1648 kam es während der Omer-Zeit zu einem Kosakenaufstand in Polen und der Ukraine. Hauptmann Bogdan Chmelnitzky und sein Heer veranstalten zwischen 1648 und 1660 ein gigantisches Massaker unter den Juden. Die Kosaken waren für ihre Grausamkeit berüchtigt. Sie plünderten, raubten und vergewaltigten. Schwangeren wurden die Bäuche aufgeschlitzt, die Föten herausgerissen und stattdessen lebende Katzen in die Bäuche eingenäht. Es war ein qualvoller Tod. Den Männern wurden Arme und Beine abgeschlagen. Heute ist Hauptmann Chmelnitzky in der Ukraine der größte Nationalheld - in jeder Stadt steht zumindest ein Denkmal für den Kosaken.

Im 20. Jahrhundert begann am 7. April 1943, dem ersten Tag des Pessachfestes, der Aufstand im Warschauer Ghetto, den SS- und Wehrmachtseinheiten unter General Jürgen Stroop nach sechs Wochen blutig niederschlugen. Den jüdischen Kämpfern von Warschau hat später Leon Uris in seinem Buch "Mila 18" ein Denkmal gesetzt.

In Israel wird am 11. Tag der Omer-Zählung der Opfer der Schoah gedacht. Dieser offizielle Gedenktag soll an die Vernichtung, aber auch an den Heroismus der sechs Millionen ermordeten Juden erinnern (Rudolf Höß, der Kommandant des KZ Auschwitz, hat bei seiner Vernehmung 1946 in Polen erklärt, die höchste Zahl an Vergasungen an einem Tag habe mehr als 9.000 Menschen betragen hatte. Man sei in den Krematorien mit der Verbrennung der Leichen nicht nachgekommen.)

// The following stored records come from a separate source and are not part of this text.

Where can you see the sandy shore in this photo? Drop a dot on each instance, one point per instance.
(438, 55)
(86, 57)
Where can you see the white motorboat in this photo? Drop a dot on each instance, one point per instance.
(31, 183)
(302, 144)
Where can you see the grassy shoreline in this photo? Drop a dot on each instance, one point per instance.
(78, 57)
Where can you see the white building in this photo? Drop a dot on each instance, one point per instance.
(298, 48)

Die christliche Geburtsstunde zu Shavout#

Die Omer-Zeit endet mit Shavuot, dem Wochenfest (Shavua heißt auf Hebräisch Woche), einer Freudenzeit. Der Empfang der Zehn Gebote und der Thora an Shavout stellt die Aufgabe dar, Liebe, Gerechtigkeit und Menschenwürde in die Welt zu bringen. Der Text der Thora ist die Seele des Judentums. Wenn in der Apostelgeschichte erzählt wird, wie der Heilige Geist auf die Jünger Jesu herabströmte, sodass sie "in verschiedenen Zungen" zu reden begannen (Apostelgeschichte 1,15), so handelt es sich um das Wochenfest, das Fest der Offenbarung am Berg Sinai. Daher wird auch das christliche Pfingstfest sieben Wochen nach Ostern gefeiert und heißt Pentecoste (griechisch: der fünfzigste Tag) - es ist de facto die Geburtsstunde der christlichen Kirche.

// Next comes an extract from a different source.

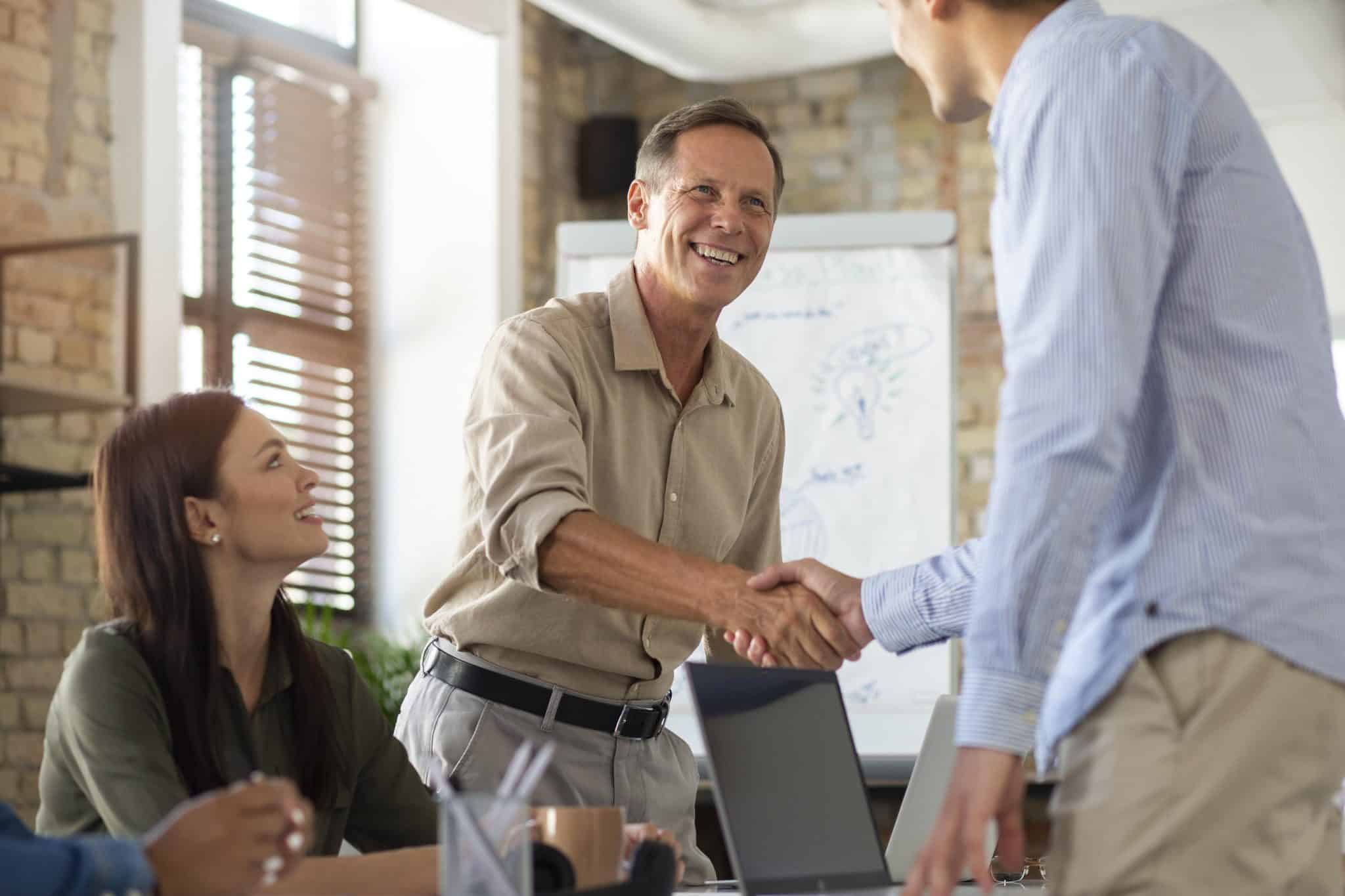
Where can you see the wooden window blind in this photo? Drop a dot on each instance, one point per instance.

Der Verlust der gemeinsamen Sprache infolge der Hybris des Turmbaus zu Babel (die Menschen wollten den Himmer erreichen - eine Anmaßung) war eine Katastrophe wie die Sintflut, welche die ganze Menschheit ausgenommen Noah und dessen Familie vernichtet hatte. Die babylonische Sprachverwirrung zerstörte das Verstehen Gottes und das gegenseitige Verstehen. Ihre eschatologische Aufhebung ist im Christentum das Pfingstwunder, bewirkt durch den Heiligen Geist. Die Predigt in der Apostelgeschichte erfolgt in einer einzigen Sprache: in jener Sprache, die Gott ursprünglich den Menschen gegeben hatte und die ihnen nach dem Turmbau von Babel genommen wurde. Diese Predigten sind Lobpreisungen des Ewigen und Gottesdienste auch im Sinne der Thora. Die Menschen sprechen nun wieder eine gemeinsame Sprache, wie sie es vor dem Turmbau zu Babel getan haben, und sie verstehen auch Gottes Wort.

Das Christentum ist also geprägt vom Geist des Judentums in all seinen Festen und Wertvorstellungen. Pessach und Shavuot entsprechen in Analogie Ostern und Pfingsten, was beweist: Ohne Judentum kein Christentum.